Es el papel de quien desea construir un entorno para ser creativo y reparar los desgastes de la convivencia, es la soledad que nos devuelve al equilibrio de la solidaridad humilde, es la soledad sonora, que diría san Juan de la Cruz y que Jesús resucitado nos da, al darnos el Espíritu Santo: mira el vacío del hombre si tú le faltas por dentro (Secuencia del Pentecostés). Porque cada hombre es único ante los ojos de Dios que nos conoce por nuestro nombre y nos ama individualmente. Es la soledad buscada por medio del desprendimiento de lo terreno para incorporarnos a la humanidad de Jesús, decía santa Luisa (E. 87). No os dejaré huérfanos, dice Jesús en la última Cena (Jn 14, 18), si tenemos la suficiente paciencia y esperanza para saber que todas nuestras soledades y orfandades han servido para algo.
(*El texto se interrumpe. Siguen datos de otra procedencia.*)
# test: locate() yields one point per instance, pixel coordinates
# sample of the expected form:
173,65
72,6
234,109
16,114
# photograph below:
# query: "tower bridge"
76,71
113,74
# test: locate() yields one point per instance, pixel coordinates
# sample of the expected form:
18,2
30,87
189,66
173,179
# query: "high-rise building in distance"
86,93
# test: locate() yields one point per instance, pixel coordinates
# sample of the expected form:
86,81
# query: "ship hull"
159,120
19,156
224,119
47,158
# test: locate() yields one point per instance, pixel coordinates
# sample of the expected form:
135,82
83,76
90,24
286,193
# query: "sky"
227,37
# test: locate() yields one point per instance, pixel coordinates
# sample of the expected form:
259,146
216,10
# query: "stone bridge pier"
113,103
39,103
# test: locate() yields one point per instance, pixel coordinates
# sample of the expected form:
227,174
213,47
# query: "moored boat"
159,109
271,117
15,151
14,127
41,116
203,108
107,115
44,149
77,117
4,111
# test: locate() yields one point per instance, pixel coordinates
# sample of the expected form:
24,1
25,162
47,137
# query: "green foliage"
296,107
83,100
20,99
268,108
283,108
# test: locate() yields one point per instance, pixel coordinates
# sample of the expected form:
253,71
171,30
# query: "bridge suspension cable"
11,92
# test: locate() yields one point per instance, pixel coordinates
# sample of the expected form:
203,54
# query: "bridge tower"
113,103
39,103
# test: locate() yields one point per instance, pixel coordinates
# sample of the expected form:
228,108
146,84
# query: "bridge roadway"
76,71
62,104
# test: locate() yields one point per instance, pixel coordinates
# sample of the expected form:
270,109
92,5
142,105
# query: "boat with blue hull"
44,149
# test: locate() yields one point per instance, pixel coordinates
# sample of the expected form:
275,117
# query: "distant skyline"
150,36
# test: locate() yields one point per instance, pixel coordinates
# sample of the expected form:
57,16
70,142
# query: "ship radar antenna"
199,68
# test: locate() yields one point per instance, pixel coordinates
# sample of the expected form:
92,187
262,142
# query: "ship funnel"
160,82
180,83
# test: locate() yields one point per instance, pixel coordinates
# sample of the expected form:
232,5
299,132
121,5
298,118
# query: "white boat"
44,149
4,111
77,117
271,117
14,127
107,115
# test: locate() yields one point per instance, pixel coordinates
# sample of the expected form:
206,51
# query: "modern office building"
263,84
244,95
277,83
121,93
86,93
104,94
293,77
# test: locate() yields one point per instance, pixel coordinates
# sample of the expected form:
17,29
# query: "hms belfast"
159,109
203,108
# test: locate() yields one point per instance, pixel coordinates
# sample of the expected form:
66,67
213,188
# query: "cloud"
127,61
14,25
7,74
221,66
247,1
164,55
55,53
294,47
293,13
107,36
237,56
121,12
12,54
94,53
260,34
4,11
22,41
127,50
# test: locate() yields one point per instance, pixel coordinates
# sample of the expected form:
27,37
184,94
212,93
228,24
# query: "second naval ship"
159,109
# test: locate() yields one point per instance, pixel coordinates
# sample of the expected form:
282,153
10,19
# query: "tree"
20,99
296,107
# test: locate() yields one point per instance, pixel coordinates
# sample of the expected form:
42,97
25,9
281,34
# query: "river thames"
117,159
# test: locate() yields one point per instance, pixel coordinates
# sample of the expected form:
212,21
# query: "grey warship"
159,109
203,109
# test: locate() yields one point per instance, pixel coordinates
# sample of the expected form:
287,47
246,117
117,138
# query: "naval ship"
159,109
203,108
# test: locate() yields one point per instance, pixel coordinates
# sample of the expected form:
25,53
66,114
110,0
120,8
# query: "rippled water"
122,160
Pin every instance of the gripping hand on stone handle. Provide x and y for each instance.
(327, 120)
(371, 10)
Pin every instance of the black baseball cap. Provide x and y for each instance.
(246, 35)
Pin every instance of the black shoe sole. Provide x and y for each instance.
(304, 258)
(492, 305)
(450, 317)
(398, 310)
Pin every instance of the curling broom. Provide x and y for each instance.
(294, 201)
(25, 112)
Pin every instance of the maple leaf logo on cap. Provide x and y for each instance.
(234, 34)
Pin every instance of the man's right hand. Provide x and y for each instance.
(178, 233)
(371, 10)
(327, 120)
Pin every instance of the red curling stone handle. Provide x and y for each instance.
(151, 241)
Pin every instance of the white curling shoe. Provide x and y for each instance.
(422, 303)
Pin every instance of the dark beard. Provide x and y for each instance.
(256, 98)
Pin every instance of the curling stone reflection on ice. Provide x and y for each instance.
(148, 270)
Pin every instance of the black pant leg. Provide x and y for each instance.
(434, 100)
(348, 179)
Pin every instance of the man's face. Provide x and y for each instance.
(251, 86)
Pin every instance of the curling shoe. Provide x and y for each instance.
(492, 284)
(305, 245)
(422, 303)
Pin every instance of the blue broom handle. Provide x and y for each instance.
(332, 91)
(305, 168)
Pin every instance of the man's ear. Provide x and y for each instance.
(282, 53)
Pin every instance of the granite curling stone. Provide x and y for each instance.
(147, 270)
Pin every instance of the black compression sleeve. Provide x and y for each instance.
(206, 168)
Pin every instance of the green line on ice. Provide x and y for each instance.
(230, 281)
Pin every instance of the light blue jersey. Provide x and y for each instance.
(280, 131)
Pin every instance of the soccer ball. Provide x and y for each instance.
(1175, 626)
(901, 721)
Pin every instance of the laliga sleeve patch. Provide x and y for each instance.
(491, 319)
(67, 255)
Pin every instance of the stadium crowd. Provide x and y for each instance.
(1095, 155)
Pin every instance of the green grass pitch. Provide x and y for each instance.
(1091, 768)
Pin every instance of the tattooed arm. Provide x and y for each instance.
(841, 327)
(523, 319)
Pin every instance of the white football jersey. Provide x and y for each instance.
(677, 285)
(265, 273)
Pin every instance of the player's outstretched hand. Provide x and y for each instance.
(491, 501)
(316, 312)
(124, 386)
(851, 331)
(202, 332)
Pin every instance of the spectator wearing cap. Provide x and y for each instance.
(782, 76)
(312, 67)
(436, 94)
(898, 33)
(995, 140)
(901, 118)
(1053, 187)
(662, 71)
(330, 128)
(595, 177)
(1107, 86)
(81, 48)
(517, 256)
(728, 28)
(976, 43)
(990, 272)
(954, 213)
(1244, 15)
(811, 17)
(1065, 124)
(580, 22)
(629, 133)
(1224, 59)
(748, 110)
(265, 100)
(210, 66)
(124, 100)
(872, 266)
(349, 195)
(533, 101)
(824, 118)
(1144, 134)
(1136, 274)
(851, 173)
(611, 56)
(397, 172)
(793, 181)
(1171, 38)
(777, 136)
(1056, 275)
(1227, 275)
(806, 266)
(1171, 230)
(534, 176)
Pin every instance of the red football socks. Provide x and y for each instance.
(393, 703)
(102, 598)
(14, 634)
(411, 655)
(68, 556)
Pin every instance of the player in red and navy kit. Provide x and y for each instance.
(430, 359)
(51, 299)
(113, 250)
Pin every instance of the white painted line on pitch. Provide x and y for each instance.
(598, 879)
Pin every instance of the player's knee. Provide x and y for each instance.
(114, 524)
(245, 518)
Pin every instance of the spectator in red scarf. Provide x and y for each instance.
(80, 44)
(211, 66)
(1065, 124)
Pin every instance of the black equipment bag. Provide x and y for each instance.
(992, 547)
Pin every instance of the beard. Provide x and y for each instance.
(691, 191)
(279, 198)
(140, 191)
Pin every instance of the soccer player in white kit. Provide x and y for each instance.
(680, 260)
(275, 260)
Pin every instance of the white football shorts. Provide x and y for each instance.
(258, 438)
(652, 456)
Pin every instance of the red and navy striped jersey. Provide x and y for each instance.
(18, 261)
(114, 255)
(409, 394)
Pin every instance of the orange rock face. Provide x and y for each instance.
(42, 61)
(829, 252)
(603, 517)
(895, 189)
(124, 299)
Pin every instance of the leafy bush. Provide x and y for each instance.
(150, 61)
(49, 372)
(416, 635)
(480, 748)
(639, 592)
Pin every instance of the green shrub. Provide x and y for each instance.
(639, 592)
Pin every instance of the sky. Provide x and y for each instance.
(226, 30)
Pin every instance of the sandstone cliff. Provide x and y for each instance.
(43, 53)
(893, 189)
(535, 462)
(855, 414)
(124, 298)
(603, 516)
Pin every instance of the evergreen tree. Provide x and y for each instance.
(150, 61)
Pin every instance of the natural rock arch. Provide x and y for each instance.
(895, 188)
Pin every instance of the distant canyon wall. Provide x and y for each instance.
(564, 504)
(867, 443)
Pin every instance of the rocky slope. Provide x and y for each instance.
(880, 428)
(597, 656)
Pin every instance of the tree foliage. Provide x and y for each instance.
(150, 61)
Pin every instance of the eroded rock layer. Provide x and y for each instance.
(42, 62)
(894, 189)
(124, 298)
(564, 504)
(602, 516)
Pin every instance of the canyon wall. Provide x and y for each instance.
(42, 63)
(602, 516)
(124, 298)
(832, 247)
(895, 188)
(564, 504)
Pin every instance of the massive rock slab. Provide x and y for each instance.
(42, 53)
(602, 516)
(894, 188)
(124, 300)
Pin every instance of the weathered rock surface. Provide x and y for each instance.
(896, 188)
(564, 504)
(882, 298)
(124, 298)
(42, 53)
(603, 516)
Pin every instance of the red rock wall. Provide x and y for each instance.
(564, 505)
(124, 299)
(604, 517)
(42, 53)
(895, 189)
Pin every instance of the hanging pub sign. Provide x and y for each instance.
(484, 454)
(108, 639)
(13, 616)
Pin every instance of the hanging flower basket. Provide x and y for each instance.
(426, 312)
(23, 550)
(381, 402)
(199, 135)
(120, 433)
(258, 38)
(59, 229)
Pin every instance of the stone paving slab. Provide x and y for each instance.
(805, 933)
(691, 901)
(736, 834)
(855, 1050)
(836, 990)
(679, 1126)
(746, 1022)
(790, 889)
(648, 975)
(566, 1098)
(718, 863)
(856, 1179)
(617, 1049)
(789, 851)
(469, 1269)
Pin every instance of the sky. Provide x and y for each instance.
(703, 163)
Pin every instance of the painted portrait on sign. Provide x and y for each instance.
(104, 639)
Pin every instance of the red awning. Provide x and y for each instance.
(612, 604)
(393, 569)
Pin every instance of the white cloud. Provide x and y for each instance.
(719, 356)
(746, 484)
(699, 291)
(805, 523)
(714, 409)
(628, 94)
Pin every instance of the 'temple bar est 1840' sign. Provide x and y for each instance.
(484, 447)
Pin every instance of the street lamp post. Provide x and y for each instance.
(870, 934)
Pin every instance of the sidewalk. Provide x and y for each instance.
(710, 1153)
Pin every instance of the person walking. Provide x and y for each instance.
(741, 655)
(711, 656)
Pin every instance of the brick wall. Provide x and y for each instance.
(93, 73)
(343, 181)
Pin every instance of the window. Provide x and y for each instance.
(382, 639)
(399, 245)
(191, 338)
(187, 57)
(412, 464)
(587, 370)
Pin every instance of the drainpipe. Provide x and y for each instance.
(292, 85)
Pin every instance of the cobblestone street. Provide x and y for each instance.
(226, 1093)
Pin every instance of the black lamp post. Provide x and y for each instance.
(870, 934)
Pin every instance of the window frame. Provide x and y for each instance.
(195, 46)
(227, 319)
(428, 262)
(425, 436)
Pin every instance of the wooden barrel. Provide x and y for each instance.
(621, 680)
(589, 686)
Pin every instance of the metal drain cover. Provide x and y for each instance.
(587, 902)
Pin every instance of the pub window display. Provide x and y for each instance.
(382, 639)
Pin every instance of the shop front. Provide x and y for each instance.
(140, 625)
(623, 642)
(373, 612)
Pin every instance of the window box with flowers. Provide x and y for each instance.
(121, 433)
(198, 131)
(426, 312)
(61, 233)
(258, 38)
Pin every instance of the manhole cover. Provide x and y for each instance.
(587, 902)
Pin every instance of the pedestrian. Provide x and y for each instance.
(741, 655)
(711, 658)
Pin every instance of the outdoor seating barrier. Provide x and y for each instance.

La soledad de verse sin presente y lleva a la frustración, de verse sin futuro y va acompañada del desaliento, de verse sin pasado, sin recuerdos que sean fundamento de una vida nueva, es una soledad falsa, “refugio del individualista, mientras que la verdadera soledad es la morada del hombre. Hay que ir al desierto, no para huir de los demás hombres, sino para hallarlos en Dios”. Un día le preguntaron al teólogo K. Rahner cuando ya era viejo: ¿Espera todavía alguna oportunidad grande en su vida? Y respondió: La de ver a Dios.
P. Benito Martínez, CM
muy hermosas reflexiones sobre las distintas soledades que experimentamos en estos tiempos modernos. Que El Espiritu Santo continue derramando el Don de la Inteligencia sobre sus corazones. Gracias Hermanos.